Version: Next

Affiliation matching

Short description: The goal of the affiliation matching module is to match affiliation strings (identified in full-text PDFs or in scholarly databases, such as Crossref) with persistent organization identifiers (e.g., ROR identifiers). Depending on the data source, we currently employ two distinct methodologies:

The first method revolves around affiliations extracted from PDF and XML documents, which are subsequently matched with organizations within the OpenAIRE database.
The second concerns affiliations retrieved from platforms such as Crossref, PubMed, and Datacite, and are matched to organizations of the ROR database.

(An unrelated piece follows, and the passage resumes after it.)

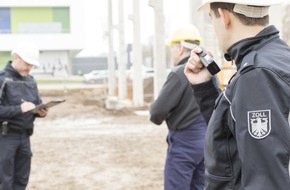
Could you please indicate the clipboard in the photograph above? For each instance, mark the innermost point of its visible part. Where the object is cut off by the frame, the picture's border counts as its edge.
(46, 105)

Algorithmic details of the first method

The buckets concept

In order to get the best possible results, the algorithm should compare every affiliation with every organization. However, this approach would be very inefficient and slow, because it would involve the processing of the cartesian product (all possible pairs) of millions of affiliations and thousands of organizations. To avoid this, IIS has introduced the concept of buckets. A bucket is a smaller group of affiliations and organizations that have been selected to be matched with one another. The matching algorithm compares only these affiliations and organizations that belong to the same bucket.

Affiliation matching process

Every affiliation in a given bucket is compared with every organization in the same bucket multiple times, each time by using a different algorithm (voter). Each voter is assigned a number (match strength) that describes the estimated correctness of the result of its comparison. All the affiliation-organization pairs that have been matched by at least one voter, will be assigned the match strength > 0 (the actual number depends on the voters, its calculation method will be shown later).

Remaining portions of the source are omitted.